The velociraptor.observations.MultiRedshiftObservationalData
class
acts as a container for multiple instances of the
velociraptor.observations.ObservationalData
object, each for a
single redshift. However, the comments and cosmology are stored at
the top level. Extending the example above to handle the multiple redshift
case:
from velociraptor.observations.objects import (
ObservationalData,
MultiRedshiftObservationalData,
)
from astropy.cosmology import WMAP7 as cosmology
import unyt
import numpy as np
import os
input_filenames = ["Crain2009_GSMF_z0.txt", "Crain2009_GSMF_z1.txt"]
input_redshifts = [[0.0, 0.5], [0.5, 1.5]]
delimiter = "\t"
output_filename = "Crain_2009.hdf5"
output_directory = "gsmf"
comment = f"Assuming Chabrier IMF. h-corrected for SWIFT using cosmology: {cosmology.name}."
citation = "Crain et al. 2009 (GIMIC)"
bibcode = "2009MNRAS.399.1773C"
name = "GSMF from GIMIC"
if not os.path.exists(output_directory):
os.mkdir(output_directory)
multi_z = MultiRedshiftObservationalData()
multi_z.associate_citation(citation, bibcode)
multi_z.associate_name(name)
multi_z.associate_comment(comment)
multi_z.associate_cosmology(cosmology)
multi_z.associate_maximum_number_of_returns(1)
for filename, redshifts in zip(input_filenames, input_redshifts):
processed = ObservationalData()
raw = np.loadtxt(filename, delimiter=delimiter)
plot_as = "line"
redshift = 0.5 * sum(redshifts)
redshift_lower, redshift_upper = redshifts
h = cosmology.h
log_M = raw.T[0]
M = 10 ** (log_M) * unyt.Solar_Mass / h
Phi = (10**raw.T[1] * (h ** 3)) * unyt.Mpc ** (-3)
processed.associate_x(M, scatter=None, comoving=True, description="Galaxy Stellar Mass")
processed.associate_y(Phi, scatter=None, comoving=True, description="Phi (GSMF)")
processed.associate_redshift(redshift, redshift_lower, redshift_upper)
processed.associate_plot_as(plot_as)
multi_z.associate_dataset(processed)
output_path = f"{output_directory}/{output_filename}"
if os.path.exists(output_path):
os.remove(output_path)
multi_z.write(filename=output_path)
In this example, note that the following items are stored at the top level:
- Citation
- Name
- Comment
- Cosmology
as the object is an abstraction for a single piece of academic work.
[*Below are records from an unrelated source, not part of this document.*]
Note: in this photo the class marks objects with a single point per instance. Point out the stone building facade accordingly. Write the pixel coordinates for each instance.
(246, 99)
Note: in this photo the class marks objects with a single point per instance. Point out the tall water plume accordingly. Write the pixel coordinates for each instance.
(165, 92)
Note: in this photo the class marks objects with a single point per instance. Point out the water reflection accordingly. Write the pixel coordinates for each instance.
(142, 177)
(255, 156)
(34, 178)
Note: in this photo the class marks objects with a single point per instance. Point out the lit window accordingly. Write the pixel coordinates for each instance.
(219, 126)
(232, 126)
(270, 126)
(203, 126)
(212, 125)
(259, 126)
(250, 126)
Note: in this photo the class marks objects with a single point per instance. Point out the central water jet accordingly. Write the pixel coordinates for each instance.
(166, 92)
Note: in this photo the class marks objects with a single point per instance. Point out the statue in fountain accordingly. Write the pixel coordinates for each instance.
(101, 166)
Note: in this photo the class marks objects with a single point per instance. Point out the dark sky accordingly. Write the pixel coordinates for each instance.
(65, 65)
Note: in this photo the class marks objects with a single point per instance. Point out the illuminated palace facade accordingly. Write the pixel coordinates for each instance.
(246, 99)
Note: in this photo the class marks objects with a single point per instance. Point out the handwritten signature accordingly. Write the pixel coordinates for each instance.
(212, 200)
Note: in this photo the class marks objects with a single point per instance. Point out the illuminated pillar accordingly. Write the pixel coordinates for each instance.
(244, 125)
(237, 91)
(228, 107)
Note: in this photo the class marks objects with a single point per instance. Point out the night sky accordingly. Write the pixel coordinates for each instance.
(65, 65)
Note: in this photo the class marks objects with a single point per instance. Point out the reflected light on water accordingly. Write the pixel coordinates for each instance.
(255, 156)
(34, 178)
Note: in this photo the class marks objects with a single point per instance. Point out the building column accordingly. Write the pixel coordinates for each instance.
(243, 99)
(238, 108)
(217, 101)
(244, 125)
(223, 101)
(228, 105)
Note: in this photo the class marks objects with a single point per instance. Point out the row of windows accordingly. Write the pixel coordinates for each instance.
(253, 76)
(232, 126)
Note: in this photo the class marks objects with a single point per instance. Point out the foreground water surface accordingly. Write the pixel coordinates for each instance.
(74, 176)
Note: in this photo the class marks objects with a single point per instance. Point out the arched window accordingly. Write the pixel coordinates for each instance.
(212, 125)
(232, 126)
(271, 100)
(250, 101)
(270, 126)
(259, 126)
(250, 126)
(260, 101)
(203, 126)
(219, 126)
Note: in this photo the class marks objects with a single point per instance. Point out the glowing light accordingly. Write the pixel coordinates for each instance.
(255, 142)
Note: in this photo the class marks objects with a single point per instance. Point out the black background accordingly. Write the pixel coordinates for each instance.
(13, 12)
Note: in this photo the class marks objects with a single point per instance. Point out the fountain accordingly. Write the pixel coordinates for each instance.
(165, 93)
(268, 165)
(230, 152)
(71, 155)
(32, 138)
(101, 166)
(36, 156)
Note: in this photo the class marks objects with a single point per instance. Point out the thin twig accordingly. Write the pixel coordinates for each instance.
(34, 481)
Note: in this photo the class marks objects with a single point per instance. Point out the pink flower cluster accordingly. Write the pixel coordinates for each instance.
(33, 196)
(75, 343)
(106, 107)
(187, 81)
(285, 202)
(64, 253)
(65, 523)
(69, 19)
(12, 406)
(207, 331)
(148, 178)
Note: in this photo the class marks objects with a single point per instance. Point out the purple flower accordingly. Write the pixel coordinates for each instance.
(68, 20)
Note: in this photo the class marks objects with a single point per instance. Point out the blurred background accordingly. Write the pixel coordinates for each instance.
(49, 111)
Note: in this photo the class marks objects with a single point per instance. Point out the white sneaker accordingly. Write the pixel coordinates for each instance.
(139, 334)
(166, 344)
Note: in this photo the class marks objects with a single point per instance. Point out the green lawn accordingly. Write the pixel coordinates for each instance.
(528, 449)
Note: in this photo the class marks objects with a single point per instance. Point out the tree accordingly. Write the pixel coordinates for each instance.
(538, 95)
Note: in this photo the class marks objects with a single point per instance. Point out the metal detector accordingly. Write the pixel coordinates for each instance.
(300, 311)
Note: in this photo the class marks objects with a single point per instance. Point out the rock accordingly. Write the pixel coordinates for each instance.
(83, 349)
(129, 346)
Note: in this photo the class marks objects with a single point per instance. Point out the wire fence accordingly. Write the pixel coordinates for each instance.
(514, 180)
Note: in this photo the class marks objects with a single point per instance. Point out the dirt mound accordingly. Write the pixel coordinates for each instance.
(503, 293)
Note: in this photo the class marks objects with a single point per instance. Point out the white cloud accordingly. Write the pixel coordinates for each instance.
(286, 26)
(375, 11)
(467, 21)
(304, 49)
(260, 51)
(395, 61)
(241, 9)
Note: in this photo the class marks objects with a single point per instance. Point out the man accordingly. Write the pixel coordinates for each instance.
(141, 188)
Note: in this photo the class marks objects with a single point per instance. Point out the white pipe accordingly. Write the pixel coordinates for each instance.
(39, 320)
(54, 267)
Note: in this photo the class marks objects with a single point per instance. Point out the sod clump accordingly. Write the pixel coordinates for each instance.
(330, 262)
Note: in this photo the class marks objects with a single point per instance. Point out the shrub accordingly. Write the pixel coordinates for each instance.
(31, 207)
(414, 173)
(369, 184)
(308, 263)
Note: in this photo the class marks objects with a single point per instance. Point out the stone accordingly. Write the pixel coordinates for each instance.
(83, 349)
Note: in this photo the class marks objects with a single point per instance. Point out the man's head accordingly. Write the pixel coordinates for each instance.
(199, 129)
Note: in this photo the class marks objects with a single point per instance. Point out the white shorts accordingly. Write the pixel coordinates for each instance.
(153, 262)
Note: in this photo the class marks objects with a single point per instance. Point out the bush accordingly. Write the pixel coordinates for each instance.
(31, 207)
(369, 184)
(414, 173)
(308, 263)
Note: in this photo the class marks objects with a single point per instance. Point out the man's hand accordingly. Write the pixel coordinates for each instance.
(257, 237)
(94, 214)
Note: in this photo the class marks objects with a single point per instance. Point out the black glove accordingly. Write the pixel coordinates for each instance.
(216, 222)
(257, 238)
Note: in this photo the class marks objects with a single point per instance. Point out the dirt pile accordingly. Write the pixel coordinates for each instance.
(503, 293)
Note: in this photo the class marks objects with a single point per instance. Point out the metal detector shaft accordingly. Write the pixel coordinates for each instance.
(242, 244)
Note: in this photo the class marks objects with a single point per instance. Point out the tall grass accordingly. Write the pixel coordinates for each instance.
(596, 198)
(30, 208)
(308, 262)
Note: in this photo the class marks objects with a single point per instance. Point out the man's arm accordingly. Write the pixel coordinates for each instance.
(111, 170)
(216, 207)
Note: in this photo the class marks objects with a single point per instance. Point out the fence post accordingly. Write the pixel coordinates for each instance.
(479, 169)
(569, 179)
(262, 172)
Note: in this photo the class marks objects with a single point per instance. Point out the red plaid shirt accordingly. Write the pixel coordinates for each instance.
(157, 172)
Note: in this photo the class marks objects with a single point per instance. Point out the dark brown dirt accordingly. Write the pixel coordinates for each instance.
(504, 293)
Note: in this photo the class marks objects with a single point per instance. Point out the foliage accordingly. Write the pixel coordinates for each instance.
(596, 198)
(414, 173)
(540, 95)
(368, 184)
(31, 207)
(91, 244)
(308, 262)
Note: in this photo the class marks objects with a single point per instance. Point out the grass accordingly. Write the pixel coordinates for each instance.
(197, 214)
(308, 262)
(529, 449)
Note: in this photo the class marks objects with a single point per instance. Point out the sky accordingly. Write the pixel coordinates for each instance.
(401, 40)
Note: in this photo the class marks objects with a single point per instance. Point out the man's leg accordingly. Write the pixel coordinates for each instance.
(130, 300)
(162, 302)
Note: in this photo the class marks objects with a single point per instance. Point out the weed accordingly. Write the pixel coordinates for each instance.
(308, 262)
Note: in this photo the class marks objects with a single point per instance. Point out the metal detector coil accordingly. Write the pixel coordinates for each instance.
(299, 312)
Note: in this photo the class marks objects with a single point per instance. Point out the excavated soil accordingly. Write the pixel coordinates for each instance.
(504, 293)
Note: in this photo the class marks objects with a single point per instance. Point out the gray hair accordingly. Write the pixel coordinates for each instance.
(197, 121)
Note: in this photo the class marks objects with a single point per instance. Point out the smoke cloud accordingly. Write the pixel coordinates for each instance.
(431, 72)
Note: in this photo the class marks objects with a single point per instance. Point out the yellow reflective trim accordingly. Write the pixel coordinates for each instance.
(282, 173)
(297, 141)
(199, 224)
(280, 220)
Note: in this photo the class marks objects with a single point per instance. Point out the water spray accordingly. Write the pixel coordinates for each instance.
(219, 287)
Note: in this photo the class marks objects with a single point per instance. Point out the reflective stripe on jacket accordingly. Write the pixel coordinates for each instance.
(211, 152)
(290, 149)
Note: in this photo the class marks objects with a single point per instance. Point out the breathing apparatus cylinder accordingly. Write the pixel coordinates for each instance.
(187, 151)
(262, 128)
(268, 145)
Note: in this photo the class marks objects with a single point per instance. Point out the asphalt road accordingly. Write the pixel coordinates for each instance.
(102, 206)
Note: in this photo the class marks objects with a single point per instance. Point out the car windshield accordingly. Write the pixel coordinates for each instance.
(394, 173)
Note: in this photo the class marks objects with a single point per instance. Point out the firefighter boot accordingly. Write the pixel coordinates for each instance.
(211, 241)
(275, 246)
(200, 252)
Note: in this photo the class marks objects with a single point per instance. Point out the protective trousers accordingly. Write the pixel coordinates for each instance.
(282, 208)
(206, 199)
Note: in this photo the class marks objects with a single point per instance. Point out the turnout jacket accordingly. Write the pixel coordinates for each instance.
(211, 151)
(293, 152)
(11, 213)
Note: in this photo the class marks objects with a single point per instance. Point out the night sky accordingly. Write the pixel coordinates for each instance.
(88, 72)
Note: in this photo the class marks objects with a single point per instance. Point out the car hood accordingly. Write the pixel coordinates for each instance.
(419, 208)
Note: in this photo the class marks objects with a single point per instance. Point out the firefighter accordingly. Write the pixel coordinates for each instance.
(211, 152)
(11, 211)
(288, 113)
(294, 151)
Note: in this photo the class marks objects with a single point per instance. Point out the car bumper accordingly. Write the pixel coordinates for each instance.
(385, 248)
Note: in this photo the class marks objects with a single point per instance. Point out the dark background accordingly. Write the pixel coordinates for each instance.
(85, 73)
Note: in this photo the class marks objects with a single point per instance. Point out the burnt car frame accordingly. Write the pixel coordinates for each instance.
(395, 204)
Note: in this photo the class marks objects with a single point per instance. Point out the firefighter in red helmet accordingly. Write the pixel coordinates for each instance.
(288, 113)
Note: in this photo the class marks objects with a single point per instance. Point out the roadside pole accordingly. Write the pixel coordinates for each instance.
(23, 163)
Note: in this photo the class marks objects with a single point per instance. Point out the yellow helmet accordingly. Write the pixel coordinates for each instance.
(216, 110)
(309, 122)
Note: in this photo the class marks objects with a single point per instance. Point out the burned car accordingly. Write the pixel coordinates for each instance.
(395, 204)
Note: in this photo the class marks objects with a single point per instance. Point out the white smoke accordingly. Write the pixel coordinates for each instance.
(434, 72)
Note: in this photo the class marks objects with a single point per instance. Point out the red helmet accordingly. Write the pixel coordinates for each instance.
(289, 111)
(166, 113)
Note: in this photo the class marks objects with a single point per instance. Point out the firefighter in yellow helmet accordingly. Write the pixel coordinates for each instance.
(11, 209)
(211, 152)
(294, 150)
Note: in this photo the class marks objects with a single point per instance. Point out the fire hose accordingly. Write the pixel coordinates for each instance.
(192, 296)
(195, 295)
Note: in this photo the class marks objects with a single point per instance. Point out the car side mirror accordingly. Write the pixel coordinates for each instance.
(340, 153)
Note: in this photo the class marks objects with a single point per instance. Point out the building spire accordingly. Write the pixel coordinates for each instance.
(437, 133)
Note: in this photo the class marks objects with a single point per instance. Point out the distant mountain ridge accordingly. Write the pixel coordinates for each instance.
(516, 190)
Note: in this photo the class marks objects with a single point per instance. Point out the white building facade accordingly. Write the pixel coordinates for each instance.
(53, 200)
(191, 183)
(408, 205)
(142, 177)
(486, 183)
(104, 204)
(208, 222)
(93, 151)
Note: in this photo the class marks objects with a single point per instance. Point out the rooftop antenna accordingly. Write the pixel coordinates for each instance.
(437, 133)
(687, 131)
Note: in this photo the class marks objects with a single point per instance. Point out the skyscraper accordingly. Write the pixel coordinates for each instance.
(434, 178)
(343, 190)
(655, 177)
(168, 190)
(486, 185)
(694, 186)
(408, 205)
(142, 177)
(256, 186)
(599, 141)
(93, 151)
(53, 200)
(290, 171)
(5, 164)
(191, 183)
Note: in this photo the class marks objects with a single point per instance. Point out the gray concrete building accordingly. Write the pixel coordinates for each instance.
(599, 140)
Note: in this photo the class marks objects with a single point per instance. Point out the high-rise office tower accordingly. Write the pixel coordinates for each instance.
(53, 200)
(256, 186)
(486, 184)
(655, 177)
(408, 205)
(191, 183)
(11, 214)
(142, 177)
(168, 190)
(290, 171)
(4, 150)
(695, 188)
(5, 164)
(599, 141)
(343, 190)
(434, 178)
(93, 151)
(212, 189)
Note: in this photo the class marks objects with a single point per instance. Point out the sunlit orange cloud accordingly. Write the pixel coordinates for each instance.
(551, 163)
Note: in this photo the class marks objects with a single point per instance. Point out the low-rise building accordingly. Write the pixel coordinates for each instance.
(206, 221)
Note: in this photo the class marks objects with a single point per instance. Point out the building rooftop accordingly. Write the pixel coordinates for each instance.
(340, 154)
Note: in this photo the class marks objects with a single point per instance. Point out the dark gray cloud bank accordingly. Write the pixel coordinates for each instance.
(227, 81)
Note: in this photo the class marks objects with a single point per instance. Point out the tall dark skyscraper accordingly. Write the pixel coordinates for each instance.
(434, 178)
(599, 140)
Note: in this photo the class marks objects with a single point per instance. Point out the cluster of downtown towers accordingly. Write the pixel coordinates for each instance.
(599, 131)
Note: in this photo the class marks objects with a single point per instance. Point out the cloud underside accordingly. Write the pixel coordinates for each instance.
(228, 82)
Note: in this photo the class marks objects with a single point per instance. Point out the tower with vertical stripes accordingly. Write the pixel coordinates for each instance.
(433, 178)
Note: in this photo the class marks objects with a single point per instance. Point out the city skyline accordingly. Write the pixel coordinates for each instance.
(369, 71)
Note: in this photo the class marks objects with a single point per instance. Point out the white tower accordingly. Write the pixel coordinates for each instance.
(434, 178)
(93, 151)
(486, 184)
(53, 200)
Below this, at the individual dataset level, we have
- Actual data (e.g. x, y, associated with a single redshift)
- Redshift (with bracketing)
- Plotting commands (as some redshifts may have a very small number of objects, hence being better plotted as points, whereas some redshifts may require binning to a line).
Finally, we have the new associate_maximum_number_of_returns
function.
This determines the maximum number of returned datasets from the
load_datasets
function. This is useful in cases where you have a large
number of individual datasets that cover very small ranges in redshift,
and you may only wish to plot one of them at a time on a given figure.